Background: Sigmoid colon cancer is a common type of colorectal cancer, frequently leading to liver metastasis. Predicting cause-specific survival and overall survival in patients with sigmoid colon cancer metastasis to liver is challenging because of the lack of suitable models.
Methods: Patients with sigmoid colon cancer metastasis to liver (2010-2017) in the Surveillance, Epidemiology, and End Results (SEER) Program were recruited. Patients were split into training and validation groups (7:3). Prognostic factors were identified using competing risk and Cox proportional hazards models, and nomograms for cause-specific survival and overall survival were developed.

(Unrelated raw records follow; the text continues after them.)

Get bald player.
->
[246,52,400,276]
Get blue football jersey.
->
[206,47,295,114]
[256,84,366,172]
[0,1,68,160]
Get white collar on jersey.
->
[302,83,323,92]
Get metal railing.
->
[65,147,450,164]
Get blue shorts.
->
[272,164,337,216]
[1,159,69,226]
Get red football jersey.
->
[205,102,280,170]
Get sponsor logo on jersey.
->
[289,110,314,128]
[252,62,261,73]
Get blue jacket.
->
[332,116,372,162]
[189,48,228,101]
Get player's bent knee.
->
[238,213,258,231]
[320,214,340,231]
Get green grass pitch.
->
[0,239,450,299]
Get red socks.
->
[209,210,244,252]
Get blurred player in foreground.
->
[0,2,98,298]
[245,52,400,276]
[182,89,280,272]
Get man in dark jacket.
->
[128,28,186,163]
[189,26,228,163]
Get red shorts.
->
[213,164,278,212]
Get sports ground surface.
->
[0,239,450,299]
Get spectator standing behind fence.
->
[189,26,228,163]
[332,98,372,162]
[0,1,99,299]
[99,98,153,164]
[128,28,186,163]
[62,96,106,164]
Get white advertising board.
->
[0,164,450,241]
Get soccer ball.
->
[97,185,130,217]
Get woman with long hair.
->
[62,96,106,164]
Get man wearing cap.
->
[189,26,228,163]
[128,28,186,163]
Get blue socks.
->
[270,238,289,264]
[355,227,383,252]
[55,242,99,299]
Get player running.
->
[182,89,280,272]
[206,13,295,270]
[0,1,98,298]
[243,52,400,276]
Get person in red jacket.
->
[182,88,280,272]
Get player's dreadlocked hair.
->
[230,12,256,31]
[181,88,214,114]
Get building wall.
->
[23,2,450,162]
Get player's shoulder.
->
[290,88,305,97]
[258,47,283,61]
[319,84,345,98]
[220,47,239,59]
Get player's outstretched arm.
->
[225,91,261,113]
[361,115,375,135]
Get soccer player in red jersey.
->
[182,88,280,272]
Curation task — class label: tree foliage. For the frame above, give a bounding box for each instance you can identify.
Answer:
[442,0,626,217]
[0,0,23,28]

Model performance was evaluated with the concordance index and calibration curves, with a 2-sided P value less than .05 considered statistically significant.

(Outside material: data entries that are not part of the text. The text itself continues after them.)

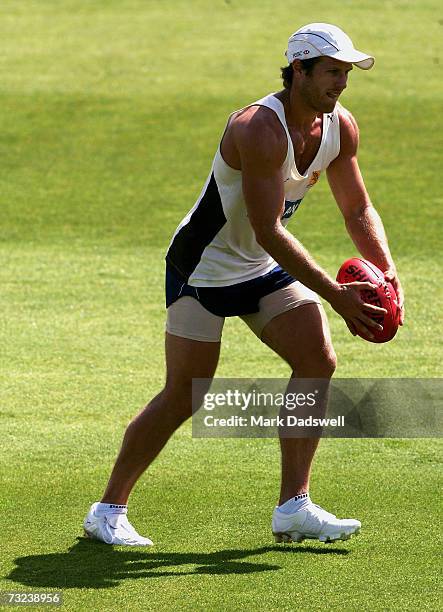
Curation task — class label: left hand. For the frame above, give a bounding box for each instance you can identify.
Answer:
[383,268,405,325]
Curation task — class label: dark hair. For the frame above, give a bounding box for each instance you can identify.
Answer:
[281,57,321,89]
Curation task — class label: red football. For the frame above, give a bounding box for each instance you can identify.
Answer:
[337,257,400,342]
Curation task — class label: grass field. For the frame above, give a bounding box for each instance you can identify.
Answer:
[0,0,443,610]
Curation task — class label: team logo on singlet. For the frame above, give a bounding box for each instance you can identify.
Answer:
[308,170,321,187]
[280,198,303,219]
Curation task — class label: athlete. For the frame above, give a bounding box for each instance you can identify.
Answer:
[84,23,404,546]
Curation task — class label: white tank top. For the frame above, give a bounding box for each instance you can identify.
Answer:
[166,94,340,287]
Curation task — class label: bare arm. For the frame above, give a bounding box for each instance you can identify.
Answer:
[234,108,386,329]
[327,110,404,323]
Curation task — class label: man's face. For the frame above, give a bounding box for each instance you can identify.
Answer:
[300,57,352,113]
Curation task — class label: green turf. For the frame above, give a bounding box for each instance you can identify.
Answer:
[0,0,442,610]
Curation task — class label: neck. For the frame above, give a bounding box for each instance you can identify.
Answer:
[282,87,319,130]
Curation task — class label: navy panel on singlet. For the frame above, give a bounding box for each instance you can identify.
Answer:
[166,173,226,280]
[166,264,295,317]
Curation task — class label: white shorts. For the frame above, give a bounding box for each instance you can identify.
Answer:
[166,281,320,342]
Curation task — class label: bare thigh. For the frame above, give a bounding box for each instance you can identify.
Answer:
[163,333,221,408]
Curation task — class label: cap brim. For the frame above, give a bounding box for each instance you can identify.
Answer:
[330,49,375,70]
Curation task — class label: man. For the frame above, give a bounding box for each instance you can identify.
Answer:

Results: A total of 4981 sigmoid colon cancer with liver metastasis patients were included, with a median follow-up of 20 months (interquartile range [IQR] = 9-33 months). During follow-up, 72.25% of patients died (68.44% from sigmoid colon cancer, 3.81% from other causes). Age, race, grade, T stage, N stage, surgery, chemotherapy, carcinoembryonic antigen, tumor deposits, lung metastasis, and tumor size were prognostic factors for cause-specific survival and overall survival. The models demonstrated good discrimination and calibration performance, with C index values of 0.79 (95% confidence interval [CI] = 0.78 to 0.80) for cause-specific survival and 0.74 (95% CI = 0.73 to 0.75) for overall survival. A web-based application for real-time cause-specific survival predictions was created, accessible at https://shuaishao.shinyapps.io/SCCLM/.
Conclusion: Prognostic factors for sigmoid colon cancer with liver metastasis patients were identified based on the SEER database, and nomograms for cause-specific survival and overall survival showed good performance. A web-based application was developed to predict sigmoid colon cancer with liver metastasis-specific survival, aiding in survival risk stratification.